Highly Emetogenic Chemotherapy:
-A combination of a 5-HT3 antagonist, an NK1 receptor antagonist, and a corticosteroid (e.g., dexamethasone) is recommended
-Oral aprepitant or intravenous fosaprepitant can be used in children
-Prophylaxis should begin prior to chemotherapy administration.
Moderately Emetogenic Chemotherapy:
-A combination of a 5-HT3 antagonist and a corticosteroid is generally recommended
-An NK1 antagonist may be added for patients at higher risk or those receiving specific regimens.

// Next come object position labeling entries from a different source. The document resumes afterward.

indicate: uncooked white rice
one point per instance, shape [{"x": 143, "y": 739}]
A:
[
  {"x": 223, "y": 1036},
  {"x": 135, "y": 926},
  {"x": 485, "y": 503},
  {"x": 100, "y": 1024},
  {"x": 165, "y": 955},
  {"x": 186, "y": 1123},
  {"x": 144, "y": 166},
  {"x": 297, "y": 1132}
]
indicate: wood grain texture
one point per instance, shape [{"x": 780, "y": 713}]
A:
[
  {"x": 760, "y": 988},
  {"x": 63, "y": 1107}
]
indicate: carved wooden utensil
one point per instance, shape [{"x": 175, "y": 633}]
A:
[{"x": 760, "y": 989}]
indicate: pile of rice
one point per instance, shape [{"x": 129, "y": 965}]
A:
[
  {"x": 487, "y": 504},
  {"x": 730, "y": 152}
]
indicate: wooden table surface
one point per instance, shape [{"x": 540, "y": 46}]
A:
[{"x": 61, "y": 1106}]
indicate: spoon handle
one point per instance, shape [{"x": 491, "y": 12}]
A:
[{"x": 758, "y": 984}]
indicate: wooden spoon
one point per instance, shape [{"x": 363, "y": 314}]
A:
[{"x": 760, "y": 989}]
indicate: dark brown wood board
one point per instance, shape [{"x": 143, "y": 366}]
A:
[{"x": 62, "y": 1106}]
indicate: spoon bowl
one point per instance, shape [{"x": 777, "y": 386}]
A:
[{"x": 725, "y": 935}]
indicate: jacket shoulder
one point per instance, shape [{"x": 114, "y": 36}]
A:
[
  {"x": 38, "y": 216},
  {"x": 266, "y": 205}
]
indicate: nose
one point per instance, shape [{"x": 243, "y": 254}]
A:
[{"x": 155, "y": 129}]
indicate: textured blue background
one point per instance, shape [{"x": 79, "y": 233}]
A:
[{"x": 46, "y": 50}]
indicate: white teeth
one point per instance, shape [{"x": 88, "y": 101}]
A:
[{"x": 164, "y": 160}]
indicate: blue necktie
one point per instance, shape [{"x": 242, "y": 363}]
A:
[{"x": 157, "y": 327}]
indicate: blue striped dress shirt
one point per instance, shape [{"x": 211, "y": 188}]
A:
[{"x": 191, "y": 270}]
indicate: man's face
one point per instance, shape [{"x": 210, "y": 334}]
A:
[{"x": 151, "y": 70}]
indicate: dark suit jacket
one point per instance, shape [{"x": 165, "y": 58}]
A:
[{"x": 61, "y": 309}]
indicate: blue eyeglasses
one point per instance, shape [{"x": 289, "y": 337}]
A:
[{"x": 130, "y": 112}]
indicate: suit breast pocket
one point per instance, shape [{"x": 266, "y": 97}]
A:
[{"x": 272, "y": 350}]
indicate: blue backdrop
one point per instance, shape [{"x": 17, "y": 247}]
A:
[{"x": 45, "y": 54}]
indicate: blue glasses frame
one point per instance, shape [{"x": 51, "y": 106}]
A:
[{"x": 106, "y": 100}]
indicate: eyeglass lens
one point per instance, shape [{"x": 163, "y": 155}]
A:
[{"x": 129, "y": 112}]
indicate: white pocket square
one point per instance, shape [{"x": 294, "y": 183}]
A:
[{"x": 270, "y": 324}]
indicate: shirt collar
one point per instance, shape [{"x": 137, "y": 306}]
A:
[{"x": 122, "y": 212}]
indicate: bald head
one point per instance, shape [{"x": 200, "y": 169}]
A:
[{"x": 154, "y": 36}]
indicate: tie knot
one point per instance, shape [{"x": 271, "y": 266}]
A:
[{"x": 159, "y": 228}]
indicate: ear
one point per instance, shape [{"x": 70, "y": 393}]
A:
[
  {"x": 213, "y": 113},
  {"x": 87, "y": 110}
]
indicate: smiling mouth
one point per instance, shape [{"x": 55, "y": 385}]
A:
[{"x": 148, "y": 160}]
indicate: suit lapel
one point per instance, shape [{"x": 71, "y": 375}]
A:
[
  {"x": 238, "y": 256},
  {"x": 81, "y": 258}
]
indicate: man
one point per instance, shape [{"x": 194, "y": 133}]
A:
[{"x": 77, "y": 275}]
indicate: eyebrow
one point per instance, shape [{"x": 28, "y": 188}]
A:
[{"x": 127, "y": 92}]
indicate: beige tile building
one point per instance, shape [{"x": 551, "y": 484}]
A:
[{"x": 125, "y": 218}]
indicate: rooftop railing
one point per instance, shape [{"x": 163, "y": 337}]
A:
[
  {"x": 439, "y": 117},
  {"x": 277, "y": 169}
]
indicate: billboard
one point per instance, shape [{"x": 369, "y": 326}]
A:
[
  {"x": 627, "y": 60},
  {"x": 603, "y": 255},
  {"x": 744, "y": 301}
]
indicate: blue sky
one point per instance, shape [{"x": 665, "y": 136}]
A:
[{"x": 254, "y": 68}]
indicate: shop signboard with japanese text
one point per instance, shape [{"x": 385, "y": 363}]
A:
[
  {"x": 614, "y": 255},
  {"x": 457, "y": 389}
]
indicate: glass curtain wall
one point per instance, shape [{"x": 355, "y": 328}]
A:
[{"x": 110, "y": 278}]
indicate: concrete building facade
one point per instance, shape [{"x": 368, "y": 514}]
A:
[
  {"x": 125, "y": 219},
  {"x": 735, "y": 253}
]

Low To Minimally Emetogenic Chemotherapy:
-A single antiemetic agent (e.g., 5-HT3 antagonist) or scheduled oral antiemetics may be sufficient
-Rescue medication should be available.
Breakthrough Cinv:
-If CINV occurs despite prophylaxis, rescue antiemetics from a different class or with a different mechanism of action should be administered
-This may include agents like olanzapine, haloperidol, or prochlorperazine, based on clinical judgment and patient age.

Key Points

Exam Focus:
-DNB and NEET SS exams will test knowledge of current pediatric CINV guidelines, risk stratification, and the specific antiemetic agents and their combinations for different emetogenic chemotherapy regimens
-Dosing, routes of administration, and common side effects are also important.
Clinical Pearls:
-Always initiate prophylaxis before chemotherapy
-Tailor regimens to the emetogenic potential of the specific drugs
-Engage with the child and family to assess effectiveness and manage breakthrough symptoms promptly
-Consider the psychological impact of CINV and provide reassurance and support.
Common Mistakes:
-Underestimating the emetogenic potential of certain regimens
-Inadequate combination therapy for highly emetogenic chemotherapy
-Failure to provide adequate prophylaxis for delayed CINV
-Inappropriate choice of rescue medication for breakthrough symptoms.